LS – Immagino che le persone che riacquisiscono la vista continuino sempre ad avere necessità di toccare l’oggetto, perché non riescono a ricodificare il mondo tramite la vista. L’utilizzo dell’occhio è qualcosa che ho sempre dato per scontato, perché imparato da bambino. Delle volte mi chiedo se la mia ossessione per l’immagine e la vista derivi dalla paura di non poter più vedere.
GC – Certo. Poi dipende anche dall’età, sia per perderla che per riacquisirla. Quando avevo diciassette anni c’era stato un progetto sperimentale con le staminali, per cui sarei dovuta partire per Philadelphia. Alla fine era saltato tutto perché dagli esami del DNA e altre visite avevano riscontrato un altro problema per cui stavo facendo una cura che non mi permetteva in quel momento di partecipare.

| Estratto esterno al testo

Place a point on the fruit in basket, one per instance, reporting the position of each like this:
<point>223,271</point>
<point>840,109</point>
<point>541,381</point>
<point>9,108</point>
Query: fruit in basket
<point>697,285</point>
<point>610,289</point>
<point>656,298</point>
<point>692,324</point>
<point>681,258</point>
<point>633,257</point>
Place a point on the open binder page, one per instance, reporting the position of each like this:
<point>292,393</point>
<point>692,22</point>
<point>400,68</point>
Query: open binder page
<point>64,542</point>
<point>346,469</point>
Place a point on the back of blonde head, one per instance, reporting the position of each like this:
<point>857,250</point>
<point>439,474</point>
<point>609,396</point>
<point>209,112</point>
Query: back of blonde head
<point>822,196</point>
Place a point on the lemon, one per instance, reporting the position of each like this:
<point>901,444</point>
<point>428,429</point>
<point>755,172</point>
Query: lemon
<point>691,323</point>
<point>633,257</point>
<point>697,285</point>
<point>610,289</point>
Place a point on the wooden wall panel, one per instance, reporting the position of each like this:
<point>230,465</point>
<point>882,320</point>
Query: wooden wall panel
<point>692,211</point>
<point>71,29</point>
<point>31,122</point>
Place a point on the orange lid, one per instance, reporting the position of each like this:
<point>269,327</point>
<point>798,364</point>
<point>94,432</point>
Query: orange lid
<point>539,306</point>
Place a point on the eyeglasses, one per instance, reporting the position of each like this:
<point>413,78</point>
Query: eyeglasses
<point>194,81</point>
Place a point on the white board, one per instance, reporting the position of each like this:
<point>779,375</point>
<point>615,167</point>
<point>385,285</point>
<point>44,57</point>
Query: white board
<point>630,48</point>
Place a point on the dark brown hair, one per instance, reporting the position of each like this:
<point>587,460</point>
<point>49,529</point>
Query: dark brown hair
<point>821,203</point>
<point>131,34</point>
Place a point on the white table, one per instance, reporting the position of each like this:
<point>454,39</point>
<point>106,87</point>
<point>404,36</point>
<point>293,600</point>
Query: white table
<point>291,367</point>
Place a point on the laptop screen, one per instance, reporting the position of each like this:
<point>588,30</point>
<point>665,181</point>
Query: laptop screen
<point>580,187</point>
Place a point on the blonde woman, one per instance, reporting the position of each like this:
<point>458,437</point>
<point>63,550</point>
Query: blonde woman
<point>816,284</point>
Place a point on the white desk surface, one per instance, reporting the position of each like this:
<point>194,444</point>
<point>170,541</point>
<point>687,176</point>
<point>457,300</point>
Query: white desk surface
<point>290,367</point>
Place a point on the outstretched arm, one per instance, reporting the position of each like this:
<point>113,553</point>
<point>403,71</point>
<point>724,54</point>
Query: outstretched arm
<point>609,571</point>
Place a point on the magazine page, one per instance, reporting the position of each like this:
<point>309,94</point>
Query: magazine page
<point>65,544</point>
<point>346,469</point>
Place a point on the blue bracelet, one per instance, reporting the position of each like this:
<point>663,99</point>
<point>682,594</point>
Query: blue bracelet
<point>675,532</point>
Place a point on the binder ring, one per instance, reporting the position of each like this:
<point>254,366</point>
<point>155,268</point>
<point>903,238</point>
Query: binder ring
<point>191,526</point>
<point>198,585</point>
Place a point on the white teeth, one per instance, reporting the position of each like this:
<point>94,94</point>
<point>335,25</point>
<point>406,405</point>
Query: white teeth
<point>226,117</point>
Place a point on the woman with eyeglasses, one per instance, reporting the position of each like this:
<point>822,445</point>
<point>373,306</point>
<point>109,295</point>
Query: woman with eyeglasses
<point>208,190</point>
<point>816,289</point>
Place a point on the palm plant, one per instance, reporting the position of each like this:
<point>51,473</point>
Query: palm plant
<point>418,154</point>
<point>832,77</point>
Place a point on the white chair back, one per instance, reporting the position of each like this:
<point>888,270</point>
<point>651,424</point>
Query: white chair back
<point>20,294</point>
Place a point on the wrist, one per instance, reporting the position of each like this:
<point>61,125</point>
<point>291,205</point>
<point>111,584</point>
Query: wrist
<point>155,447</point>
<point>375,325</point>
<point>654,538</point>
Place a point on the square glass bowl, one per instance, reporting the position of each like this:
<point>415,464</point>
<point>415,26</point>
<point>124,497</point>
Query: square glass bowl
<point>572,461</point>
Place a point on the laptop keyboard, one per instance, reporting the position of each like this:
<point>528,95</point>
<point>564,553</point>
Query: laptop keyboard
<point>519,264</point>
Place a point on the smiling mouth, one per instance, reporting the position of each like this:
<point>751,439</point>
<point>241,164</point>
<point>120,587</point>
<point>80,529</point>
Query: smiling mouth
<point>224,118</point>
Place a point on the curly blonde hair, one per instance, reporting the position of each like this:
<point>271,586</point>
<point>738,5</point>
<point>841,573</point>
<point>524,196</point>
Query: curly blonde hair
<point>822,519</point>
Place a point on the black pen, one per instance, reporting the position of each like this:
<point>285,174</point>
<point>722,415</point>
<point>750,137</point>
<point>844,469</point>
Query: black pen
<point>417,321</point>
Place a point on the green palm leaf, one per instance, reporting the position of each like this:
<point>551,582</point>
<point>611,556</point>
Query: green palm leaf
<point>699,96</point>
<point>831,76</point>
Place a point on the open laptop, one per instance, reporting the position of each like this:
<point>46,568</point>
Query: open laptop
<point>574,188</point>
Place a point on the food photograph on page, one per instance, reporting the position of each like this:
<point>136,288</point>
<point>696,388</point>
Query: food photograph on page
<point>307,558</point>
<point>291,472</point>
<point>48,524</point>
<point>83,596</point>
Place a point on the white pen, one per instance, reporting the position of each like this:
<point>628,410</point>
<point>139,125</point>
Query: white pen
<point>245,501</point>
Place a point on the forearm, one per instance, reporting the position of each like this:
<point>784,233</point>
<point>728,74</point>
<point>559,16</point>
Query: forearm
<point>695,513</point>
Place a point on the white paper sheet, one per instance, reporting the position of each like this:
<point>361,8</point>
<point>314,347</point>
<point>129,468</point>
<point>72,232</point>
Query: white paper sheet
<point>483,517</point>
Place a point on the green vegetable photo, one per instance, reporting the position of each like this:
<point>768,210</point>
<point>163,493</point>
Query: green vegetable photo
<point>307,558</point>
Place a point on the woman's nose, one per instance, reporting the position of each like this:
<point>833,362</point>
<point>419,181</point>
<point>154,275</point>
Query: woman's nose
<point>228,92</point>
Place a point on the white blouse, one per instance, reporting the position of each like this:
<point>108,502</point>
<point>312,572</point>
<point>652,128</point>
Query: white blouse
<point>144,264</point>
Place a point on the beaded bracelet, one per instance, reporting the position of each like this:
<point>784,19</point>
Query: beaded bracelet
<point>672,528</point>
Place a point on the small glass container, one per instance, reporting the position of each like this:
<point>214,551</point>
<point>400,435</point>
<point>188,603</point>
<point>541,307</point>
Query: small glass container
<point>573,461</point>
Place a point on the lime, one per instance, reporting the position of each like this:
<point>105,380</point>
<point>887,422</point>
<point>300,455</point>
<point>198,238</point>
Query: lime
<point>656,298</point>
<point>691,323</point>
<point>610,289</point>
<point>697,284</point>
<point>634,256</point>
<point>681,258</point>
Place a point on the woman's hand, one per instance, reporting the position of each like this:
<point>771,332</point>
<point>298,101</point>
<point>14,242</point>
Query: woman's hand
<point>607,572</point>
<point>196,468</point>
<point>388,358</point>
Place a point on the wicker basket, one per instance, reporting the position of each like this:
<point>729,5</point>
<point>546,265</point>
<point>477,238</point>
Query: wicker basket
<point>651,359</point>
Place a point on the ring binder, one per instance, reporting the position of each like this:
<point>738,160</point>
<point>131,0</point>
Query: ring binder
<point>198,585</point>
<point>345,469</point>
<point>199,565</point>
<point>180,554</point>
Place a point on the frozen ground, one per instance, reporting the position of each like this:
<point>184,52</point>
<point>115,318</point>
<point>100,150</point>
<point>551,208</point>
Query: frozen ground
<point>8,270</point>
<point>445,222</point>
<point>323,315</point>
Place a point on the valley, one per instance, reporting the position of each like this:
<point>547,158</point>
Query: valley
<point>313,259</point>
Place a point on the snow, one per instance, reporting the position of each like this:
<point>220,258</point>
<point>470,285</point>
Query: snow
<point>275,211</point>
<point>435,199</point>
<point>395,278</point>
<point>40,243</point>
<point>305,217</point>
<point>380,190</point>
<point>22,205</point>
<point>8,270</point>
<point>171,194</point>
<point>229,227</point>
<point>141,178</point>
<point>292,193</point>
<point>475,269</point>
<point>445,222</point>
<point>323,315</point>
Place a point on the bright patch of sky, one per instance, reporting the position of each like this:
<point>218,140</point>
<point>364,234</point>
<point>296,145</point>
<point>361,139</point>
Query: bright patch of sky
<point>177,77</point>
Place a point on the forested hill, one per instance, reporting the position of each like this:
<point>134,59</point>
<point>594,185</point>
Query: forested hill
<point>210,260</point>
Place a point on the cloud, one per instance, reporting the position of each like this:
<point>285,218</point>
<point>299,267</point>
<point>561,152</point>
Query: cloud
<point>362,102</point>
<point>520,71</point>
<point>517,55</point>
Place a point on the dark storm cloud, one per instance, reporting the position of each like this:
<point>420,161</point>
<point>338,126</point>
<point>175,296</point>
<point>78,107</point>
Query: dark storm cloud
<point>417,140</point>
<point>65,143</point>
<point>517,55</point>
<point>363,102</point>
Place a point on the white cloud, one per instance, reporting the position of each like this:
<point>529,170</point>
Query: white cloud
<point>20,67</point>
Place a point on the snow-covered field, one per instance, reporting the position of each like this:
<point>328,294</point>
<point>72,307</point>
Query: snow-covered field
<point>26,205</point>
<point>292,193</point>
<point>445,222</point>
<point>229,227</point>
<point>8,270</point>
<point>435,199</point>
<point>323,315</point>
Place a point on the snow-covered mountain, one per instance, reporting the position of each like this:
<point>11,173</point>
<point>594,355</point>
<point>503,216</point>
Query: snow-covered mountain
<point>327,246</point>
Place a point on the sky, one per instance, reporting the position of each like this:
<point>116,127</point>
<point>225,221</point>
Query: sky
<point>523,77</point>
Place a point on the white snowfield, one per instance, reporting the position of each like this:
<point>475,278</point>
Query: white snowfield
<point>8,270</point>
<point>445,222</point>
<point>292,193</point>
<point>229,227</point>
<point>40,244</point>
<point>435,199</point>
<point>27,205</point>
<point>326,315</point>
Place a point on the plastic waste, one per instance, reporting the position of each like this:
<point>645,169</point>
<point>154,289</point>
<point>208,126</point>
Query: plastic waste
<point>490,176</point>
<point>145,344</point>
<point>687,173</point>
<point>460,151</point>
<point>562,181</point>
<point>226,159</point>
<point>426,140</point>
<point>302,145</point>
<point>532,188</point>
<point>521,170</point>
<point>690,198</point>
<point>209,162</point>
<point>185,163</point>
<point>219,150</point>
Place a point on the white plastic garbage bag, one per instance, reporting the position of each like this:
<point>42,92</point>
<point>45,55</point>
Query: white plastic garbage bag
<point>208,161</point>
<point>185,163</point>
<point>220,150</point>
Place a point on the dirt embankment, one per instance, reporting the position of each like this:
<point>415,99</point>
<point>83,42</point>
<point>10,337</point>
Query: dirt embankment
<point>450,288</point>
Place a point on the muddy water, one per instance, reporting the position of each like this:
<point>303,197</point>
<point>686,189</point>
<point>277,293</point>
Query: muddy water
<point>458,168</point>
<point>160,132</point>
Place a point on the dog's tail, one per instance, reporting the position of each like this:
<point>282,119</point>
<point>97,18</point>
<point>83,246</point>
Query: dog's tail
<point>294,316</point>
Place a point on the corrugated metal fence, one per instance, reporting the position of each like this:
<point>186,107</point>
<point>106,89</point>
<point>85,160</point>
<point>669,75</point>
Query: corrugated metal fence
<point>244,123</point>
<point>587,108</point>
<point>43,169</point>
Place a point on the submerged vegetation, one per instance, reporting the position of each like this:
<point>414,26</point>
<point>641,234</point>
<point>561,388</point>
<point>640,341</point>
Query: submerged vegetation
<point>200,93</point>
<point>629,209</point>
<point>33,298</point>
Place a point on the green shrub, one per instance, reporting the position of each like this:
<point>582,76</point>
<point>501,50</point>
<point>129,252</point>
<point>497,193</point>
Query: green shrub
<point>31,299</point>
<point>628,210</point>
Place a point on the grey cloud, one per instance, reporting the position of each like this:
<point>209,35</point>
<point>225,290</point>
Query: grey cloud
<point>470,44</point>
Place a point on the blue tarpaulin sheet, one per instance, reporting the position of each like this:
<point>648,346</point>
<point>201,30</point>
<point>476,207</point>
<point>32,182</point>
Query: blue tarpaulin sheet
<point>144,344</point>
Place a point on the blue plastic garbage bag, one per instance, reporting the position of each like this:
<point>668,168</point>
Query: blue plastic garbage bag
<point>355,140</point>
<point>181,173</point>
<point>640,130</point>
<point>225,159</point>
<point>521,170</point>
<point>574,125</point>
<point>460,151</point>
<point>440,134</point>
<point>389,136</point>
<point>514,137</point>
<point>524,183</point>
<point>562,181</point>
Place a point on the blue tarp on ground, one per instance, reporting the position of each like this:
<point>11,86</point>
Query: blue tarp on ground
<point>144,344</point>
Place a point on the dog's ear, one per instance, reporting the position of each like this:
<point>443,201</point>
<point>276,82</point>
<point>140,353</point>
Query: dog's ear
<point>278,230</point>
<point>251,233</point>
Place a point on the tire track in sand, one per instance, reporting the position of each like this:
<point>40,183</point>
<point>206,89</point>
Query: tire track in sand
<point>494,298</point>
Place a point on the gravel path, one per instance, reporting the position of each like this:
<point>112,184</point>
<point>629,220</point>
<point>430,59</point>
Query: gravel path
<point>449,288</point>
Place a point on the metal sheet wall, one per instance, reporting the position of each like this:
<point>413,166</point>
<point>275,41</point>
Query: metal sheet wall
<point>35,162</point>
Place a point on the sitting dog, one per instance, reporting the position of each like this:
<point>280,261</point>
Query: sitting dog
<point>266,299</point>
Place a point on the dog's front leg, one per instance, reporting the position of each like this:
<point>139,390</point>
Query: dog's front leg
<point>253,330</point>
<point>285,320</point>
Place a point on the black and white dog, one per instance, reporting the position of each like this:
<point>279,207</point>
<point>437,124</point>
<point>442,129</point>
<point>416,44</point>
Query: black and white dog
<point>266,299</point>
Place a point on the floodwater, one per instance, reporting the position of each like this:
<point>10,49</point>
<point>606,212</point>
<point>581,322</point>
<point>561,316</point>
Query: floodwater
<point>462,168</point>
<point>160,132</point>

Mi è stato proposto un altro progetto sperimentale quando avevo trent’anni e allora le mie sensazioni sono cambiate: se a diciassette anni ho affrontato la proposta con superficialità, quando l’ho ricevuta nuovamente a trenta ero più spaventata, perché avrebbe significato iniziare una nuova vita da vedente che mi creava una enorme preoccupazione. Certo, mi rimane la curiosità, questo sì, però allo stesso tempo vedere mi spaventa. Per rispondere alla tua domanda, se dovesse mai capitarmi di riacquisire in parte o per intero la vista, credo che il tatto rimarrà sempre e comunque il senso predominante, proprio perché, salvo limitazioni oggettive, lo sviluppo dei sensi non è innato ma lo si raggiunge con il tempo, con l’esercizio e l’esperienza.
Questa conversazione tra Luca Spano e Giovanna Corraine è apparsa precedentemente nel catalogo: Luca Spano After the Last Image, pubblicato in occasione dell’omonima mostra curata da Elisabetta Masala tenutasi presso il MAN_Museo d’Arte della Provincia di Nuoro nel 2023. Per gentile concessione.